Dear brothers and sisters in Christ,


Jesus said to Martha, following the death of her brother Lazarus, “I am the resurrection and the life. Whoever believes in Me, though he die, yet shall he live, and everyone who lives and believes in Me shall never die. Do you believe this?” (John 11:25–26)


It has been a long snow season. Our Vermont landscape is just now s-l-o-w-l-y beginning to come back from the dead. Hints of life are creeping back into the grass and annual beds. The buds in the tress are beginning to swell. Spring will arrive—really it will. Year after year the seasons give us a visual of the cycle of life. There are a couple of ways to contemplate this lesson that annually unfolds before us—1) birth, life, and death, or 2) death, resurrection, and new life. Baptized into Jesus’ death and resurrection, the Christian is encouraged to view life according to the second option (Romans 6:1–11).


Either way, death is the part that is most likely to make us uncomfortable. It isn’t fashionable in our day to discuss death. Apart from God, one struggles to find a place, meaning, or purpose for suffering, failure, defeat, and their ultimate end, death. As a result, death is often glossed over or denied.
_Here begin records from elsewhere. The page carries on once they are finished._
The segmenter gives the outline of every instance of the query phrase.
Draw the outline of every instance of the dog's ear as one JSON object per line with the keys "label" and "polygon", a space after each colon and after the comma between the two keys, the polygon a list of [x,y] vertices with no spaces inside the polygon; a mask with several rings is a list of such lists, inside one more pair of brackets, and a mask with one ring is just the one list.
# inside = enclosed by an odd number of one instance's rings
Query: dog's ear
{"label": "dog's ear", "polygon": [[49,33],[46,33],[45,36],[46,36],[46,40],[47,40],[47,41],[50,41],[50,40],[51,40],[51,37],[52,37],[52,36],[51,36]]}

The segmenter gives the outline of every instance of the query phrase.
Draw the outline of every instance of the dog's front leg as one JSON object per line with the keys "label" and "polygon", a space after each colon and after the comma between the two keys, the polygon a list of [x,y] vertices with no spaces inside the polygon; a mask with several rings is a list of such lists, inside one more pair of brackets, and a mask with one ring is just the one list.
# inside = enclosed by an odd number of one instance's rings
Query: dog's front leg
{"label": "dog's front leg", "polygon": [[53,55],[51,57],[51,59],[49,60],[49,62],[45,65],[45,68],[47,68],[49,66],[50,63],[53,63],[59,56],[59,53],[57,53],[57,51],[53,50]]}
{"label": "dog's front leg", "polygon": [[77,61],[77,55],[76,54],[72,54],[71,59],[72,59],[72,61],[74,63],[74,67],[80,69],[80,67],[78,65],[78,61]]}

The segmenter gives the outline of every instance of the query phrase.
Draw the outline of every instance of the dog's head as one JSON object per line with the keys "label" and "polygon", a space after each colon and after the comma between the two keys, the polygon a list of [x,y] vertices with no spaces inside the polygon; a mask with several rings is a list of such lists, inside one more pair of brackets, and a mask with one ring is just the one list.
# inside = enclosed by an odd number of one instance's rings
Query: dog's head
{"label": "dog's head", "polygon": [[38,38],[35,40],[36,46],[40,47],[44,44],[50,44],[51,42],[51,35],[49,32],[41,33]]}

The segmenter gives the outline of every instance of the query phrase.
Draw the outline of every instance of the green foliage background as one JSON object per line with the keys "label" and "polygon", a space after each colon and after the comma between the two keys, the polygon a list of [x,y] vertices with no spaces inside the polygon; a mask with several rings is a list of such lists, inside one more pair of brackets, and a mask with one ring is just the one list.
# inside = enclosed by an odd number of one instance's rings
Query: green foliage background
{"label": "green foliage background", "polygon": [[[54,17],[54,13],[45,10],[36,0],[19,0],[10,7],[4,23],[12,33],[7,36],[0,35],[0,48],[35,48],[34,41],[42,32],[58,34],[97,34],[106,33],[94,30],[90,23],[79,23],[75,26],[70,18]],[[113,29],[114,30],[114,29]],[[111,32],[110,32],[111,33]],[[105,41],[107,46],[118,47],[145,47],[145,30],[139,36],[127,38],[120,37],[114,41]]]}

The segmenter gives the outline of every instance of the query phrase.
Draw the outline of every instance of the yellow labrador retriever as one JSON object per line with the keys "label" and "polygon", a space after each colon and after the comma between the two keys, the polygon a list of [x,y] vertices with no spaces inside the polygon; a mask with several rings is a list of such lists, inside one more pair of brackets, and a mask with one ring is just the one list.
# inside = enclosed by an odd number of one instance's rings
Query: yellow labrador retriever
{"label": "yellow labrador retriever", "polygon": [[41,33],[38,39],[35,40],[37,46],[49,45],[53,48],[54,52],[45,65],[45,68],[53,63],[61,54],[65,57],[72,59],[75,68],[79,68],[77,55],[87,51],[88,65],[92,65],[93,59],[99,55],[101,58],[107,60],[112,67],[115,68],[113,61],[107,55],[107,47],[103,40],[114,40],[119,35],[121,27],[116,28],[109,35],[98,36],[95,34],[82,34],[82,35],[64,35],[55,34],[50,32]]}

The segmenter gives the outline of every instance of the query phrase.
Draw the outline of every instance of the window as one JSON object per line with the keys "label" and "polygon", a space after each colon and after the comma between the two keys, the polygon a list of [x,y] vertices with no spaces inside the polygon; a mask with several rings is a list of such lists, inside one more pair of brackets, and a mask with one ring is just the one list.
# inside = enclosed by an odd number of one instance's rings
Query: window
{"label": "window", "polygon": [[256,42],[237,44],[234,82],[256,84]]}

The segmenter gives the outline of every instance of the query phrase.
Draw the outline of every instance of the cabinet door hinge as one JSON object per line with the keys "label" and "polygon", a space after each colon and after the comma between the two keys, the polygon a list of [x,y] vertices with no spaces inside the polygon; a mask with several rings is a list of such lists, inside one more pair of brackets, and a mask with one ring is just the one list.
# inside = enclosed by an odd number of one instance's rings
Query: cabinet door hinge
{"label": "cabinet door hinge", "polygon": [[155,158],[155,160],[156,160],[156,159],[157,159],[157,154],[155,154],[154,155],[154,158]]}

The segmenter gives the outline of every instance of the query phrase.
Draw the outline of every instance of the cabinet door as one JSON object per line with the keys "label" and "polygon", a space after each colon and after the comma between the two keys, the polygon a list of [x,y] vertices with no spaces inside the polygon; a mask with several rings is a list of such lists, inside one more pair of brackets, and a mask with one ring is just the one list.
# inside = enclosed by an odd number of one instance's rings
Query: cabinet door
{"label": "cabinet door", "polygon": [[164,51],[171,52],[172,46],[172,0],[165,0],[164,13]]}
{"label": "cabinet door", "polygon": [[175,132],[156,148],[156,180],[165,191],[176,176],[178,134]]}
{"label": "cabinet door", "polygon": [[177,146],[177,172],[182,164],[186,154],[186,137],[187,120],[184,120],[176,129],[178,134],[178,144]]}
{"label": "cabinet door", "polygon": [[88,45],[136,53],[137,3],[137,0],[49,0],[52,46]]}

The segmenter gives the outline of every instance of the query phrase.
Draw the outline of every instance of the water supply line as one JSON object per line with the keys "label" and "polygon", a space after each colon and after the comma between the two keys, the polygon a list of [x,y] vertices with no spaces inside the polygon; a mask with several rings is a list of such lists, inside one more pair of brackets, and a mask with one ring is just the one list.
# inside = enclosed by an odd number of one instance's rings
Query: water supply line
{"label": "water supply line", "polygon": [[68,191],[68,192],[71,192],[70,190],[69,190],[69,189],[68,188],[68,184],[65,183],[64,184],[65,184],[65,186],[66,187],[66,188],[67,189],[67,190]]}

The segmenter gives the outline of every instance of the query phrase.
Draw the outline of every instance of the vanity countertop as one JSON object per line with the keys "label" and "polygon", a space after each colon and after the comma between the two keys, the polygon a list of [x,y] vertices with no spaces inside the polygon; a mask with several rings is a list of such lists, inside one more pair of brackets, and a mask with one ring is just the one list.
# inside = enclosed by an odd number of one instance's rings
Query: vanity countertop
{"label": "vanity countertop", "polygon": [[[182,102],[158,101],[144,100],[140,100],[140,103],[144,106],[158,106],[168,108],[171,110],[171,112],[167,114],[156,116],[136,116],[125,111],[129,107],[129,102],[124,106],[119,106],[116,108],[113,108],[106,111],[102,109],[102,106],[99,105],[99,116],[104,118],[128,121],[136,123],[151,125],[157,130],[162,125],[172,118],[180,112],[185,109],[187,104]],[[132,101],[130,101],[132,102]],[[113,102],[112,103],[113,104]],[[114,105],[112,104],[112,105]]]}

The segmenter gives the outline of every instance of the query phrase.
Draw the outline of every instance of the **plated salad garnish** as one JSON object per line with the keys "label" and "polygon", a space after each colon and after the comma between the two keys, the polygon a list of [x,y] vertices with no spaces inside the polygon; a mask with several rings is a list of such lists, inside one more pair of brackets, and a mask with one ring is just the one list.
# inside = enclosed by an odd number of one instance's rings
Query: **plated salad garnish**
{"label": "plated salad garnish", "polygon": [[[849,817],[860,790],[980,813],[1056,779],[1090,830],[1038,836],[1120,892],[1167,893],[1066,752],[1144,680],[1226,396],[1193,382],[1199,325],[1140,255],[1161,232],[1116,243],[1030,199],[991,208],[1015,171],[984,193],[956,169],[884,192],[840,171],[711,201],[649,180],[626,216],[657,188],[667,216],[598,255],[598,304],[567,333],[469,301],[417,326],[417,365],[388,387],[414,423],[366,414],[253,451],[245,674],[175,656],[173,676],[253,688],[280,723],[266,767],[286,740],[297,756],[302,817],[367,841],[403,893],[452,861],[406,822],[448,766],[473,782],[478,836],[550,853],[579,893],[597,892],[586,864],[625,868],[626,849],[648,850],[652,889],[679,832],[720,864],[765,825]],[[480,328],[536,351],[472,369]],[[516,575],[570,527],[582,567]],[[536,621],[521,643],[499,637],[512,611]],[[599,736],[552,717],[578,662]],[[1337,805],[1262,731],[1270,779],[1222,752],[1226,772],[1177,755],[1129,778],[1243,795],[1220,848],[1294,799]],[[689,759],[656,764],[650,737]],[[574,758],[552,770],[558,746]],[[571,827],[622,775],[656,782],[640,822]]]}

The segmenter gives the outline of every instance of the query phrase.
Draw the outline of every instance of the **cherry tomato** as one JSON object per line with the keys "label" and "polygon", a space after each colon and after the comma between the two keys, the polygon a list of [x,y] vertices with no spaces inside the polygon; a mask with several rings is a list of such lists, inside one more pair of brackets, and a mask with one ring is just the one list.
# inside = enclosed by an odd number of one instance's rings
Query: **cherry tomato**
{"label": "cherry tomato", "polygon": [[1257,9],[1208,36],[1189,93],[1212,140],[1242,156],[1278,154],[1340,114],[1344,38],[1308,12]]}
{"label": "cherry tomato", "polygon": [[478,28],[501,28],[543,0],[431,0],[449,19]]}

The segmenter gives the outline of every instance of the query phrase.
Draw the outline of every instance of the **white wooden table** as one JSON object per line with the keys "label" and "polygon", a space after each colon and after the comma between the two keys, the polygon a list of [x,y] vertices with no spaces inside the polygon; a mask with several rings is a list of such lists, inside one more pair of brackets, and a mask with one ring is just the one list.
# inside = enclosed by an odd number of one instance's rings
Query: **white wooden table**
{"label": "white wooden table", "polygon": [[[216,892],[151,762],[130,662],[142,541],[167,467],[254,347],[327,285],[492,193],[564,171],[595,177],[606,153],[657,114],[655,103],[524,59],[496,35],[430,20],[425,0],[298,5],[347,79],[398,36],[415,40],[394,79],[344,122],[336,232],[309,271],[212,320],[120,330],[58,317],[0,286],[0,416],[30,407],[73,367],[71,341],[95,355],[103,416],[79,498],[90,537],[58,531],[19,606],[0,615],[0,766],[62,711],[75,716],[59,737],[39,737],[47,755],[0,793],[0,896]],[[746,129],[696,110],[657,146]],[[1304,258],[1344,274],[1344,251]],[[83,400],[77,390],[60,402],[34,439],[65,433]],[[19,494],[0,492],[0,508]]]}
It’s a topic we often put off until it literally enters the room. Then it’s often recast as something natural and good; a cause for great celebration. In fact, death is not natural, or good. It entered the world through sin (Romans 5:12). The devil is one who works to destroy the life that God gives (John 10:10). Christ is the One who came to destroy the works of the devil (1 John 3:8).


Christ’s death on the cross destroyed death. His resurrection from the dead and His Word of life gives the hope of life eternal to all who believe in Him. Though we must suffer death, on account of sin, in Christ, we are delivered from death to life everlasting. By faith, we are given great hope that our Lord will remain with us from death to life everlasting with Him.


Still many questions remain. What is the purpose of a funeral? Is it okay to be cremated? Once I’m dead why does my body matter at all? What happens when I die? I could go on and on. Thankfully, there are many resources within our church body that address these questions and many more. Face to face teaching and interaction is even better when grappling with these difficult issues. I’m pleased to offer just such an opportunity where I can also share some great resources with you.


Saturday, June 9h, from 9:00am to 2:00pm, I look forward to leading a congregational retreat on Death, Dying, and the Resurrection. We’ll discuss the questions listed above, we’ll walk through the funeral planning process, and you’ll have the opportunity to ask questions that might be on your heart or mind. I pray that you’ll consider attending to see what Scripture has to say regarding death and to see how the practices of the church reflect the Scriptural teachings. This will also prepare you for our Voter’s Meeting on Sunday, June 10th, where we will discuss the Memorial Garden here at CLC.


May the Lord of Life, Who is risen from the dead, give you peace and hope, even in the face of death.